Functions Intersections

To create a stunning landscape feature, your garden's paths must intersect at just the right spots—too close, and there's not enough room for flowers; too far apart, and the garden looks bare. In calculus, before we can figure out the area between curves, we need to know where exactly these 'garden paths' meet.

Intersections of functions are the points where two or more graphs cross. These points are crucial because they define the boundaries of the area we're interested in. To find these meeting points, we set the functions equal to each other and solve for the points of intersection. These solutions will set the limits for our integral since they mark where we start and stop adding up the slices of area.
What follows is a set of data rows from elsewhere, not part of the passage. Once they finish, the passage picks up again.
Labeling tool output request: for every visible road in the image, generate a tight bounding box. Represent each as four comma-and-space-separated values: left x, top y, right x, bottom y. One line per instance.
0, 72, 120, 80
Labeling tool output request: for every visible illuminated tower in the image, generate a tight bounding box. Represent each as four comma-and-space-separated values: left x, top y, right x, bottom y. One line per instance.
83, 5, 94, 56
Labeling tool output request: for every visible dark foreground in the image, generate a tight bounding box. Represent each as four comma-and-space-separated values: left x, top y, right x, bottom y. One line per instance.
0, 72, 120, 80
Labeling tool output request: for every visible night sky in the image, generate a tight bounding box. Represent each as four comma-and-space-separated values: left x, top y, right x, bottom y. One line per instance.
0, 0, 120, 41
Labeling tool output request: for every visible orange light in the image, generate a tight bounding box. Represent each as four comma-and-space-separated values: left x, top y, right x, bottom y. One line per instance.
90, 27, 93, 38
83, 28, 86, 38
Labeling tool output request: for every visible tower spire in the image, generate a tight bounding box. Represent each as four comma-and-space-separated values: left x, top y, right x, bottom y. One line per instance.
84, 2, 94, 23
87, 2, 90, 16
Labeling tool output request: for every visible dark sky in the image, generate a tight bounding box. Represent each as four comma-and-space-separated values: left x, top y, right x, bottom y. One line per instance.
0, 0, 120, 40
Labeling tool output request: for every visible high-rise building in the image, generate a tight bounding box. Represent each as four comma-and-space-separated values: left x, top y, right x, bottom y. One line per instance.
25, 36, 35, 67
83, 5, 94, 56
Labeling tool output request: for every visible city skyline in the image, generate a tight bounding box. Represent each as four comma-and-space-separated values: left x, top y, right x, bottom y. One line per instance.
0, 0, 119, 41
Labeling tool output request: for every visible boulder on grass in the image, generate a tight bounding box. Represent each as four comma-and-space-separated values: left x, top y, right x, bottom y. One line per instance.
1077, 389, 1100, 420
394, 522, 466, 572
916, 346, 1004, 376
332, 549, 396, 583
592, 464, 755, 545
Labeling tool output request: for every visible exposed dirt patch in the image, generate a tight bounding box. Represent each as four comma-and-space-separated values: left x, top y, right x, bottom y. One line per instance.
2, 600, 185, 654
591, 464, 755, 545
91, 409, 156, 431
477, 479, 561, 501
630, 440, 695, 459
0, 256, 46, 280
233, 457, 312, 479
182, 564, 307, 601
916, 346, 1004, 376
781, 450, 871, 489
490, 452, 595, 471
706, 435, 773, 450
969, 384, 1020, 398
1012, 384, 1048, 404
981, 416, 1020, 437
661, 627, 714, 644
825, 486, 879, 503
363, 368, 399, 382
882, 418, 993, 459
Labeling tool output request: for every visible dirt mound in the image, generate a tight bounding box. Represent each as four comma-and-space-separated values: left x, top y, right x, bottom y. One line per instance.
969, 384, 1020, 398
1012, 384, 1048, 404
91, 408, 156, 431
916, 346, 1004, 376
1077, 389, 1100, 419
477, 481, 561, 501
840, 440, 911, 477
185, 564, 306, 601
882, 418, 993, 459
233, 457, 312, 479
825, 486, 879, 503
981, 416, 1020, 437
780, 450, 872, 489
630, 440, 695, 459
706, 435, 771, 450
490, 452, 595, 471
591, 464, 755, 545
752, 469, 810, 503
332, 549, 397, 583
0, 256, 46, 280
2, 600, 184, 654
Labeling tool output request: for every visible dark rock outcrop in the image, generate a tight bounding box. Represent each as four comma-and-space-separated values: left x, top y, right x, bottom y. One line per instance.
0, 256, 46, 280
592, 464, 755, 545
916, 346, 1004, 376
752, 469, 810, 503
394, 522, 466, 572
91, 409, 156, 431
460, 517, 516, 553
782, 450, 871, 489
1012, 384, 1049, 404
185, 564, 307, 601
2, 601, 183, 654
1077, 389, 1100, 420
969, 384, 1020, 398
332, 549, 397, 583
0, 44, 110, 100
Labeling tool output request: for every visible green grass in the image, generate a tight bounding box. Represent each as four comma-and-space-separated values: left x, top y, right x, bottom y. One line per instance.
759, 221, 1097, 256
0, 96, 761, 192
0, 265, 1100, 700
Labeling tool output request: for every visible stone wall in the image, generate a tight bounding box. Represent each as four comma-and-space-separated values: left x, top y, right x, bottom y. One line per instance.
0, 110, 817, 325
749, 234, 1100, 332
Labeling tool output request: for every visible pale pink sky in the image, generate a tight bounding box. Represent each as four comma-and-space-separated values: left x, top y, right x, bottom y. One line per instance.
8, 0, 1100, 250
For the functions at hand, we're given the sinuous \(y = \frac{\textrm{sin}( \textrm{\( \pi \)} x)}{2}\) and the straight path \(y = x\). By equating them, we get the intersection points as x-values, which in this case are x=0 and x=1. These x-values are akin to 'edge stones' in our path that mark where the curvature of the sine wave and the steady incline of the line meet to carve out the space for our garden—the enclosed area we're after.

Definite Integrals

Once the layout of the pathways is determined, it's time for the satisfying part—planting the flowers, or in our mathematical venture, calculating the area with a definite integral.

Definite integrals have limits—these are the starting and ending points of our interval, much like the opening and closing hours of the garden. If we return to our garden paths analogy, think of the definite integral as planting flowers along the path in a straight line from the start of the garden to the end within the interval.

Specifically, a definite integral computes the accumulation of quantities, like adding up soil volume slice by slice along a garden bed. When we apply this to finding the area between the curves of \(y = \frac{\textrm{sin}( \textrm{\( \pi \)} x)}{2}\) and \(y = x\), we set up our definite integral from 0 to 1—since we already determined that's where our paths cross. The result of this definite integral gives us not only the total area but also confirms that we've planted our garden precisely within the bounds of our intersecting paths. It reflects the culmination of our efforts in creating a beautiful space between.